Если Персефона думала, что будет действовать за моей спиной, видеться с родственниками бывшего мужа и поддерживать связь с семейством Вейтч (а может, даже с самим Пакстоном), то она жестоко ошибалась. Теперь она моя, и если мне придется довести дело до конца, зачав ей ребенка на этой неделе, то я справлюсь с этой задачей.
Как только мы приехали ко мне домой, Петар выскочил из своей комнаты, чтобы узнать, не нужно ли мне что-нибудь.
– Пойди прочь, – отмахнулся я.
Мы с Персефоной направились в мой кабинет на втором этаже, поднявшись по лестнице в тосканском стиле.

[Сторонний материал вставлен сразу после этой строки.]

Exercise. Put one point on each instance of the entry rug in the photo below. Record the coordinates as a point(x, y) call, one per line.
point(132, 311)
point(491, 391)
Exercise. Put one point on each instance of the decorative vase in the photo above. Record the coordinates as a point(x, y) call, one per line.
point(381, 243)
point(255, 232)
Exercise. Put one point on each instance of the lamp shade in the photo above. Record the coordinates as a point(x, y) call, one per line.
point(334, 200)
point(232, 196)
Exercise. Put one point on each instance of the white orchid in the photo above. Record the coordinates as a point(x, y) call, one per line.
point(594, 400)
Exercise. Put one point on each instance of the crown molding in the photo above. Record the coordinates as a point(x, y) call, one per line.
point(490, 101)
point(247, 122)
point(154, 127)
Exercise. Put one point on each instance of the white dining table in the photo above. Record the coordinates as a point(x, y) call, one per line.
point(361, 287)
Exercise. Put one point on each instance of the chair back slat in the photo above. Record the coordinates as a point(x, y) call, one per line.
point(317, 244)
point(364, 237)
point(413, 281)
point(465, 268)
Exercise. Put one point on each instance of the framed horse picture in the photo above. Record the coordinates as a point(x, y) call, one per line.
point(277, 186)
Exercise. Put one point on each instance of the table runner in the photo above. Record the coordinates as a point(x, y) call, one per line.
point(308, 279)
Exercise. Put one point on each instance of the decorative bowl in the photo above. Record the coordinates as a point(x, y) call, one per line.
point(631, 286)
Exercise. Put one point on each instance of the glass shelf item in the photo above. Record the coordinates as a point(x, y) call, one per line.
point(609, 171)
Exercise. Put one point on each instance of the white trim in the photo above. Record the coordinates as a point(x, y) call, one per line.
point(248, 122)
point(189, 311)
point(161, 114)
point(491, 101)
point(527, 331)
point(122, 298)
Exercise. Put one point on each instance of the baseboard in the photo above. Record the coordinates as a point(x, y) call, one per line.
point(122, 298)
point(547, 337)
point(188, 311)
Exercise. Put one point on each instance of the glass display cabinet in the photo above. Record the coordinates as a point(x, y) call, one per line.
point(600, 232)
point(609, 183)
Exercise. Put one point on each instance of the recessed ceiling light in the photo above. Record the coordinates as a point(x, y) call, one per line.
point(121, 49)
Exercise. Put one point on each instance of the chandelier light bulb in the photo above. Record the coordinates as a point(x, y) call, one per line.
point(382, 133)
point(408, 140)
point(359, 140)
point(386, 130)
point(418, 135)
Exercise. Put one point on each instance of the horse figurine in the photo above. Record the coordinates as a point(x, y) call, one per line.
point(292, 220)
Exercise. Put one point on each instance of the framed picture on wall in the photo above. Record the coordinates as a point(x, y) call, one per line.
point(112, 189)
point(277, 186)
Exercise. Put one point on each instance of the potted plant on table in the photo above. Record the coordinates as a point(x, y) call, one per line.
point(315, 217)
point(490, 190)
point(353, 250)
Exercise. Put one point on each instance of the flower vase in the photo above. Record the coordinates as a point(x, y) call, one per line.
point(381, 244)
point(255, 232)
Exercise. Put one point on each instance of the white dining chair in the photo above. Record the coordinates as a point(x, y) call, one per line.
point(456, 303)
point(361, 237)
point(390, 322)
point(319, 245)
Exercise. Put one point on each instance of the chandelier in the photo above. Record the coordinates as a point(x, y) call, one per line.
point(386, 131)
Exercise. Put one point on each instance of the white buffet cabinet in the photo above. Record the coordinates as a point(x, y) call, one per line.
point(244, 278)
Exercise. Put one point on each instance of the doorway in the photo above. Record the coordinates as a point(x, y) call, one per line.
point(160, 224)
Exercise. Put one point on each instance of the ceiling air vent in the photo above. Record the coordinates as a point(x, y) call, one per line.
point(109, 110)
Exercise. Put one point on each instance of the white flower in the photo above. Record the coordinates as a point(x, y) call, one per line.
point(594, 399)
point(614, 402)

Я закрыл за нами дверь, подошел к своему столу, вынул этот дурацкий контракт из нагрудного кармана и бросил его на стол. Достал свою ручку из ближайшего ящика – ту, на которой не было названия клятой сантехнической компании, – и подписал контракт, отдавая свою душу жене. Затем поднял бумагу, зажав ее между указательным и средним пальцами.
Персефона протянула руку, чтобы выхватить ее. Я поднял выше, медленно качая головой.
– Я нашел цену своей души.
– Я тебя слушаю. – Она скрестила руки на груди.
– Перестань навещать бабушку бывшего мужа. Это неуместно, неприятно и несет в себе неверное послание.
На мгновение наступила тишина, пока она пыталась сообразить, откуда я вообще об этом узнал.
– Нет, – резко возразила она. – У нее никого нет. Она страдает деменцией, одинока и нуждается в общении. И ей недолго осталось жить. Я ее не брошу.
Меня удивило, что она даже не стала отрицать, что видится с бывшими родственниками.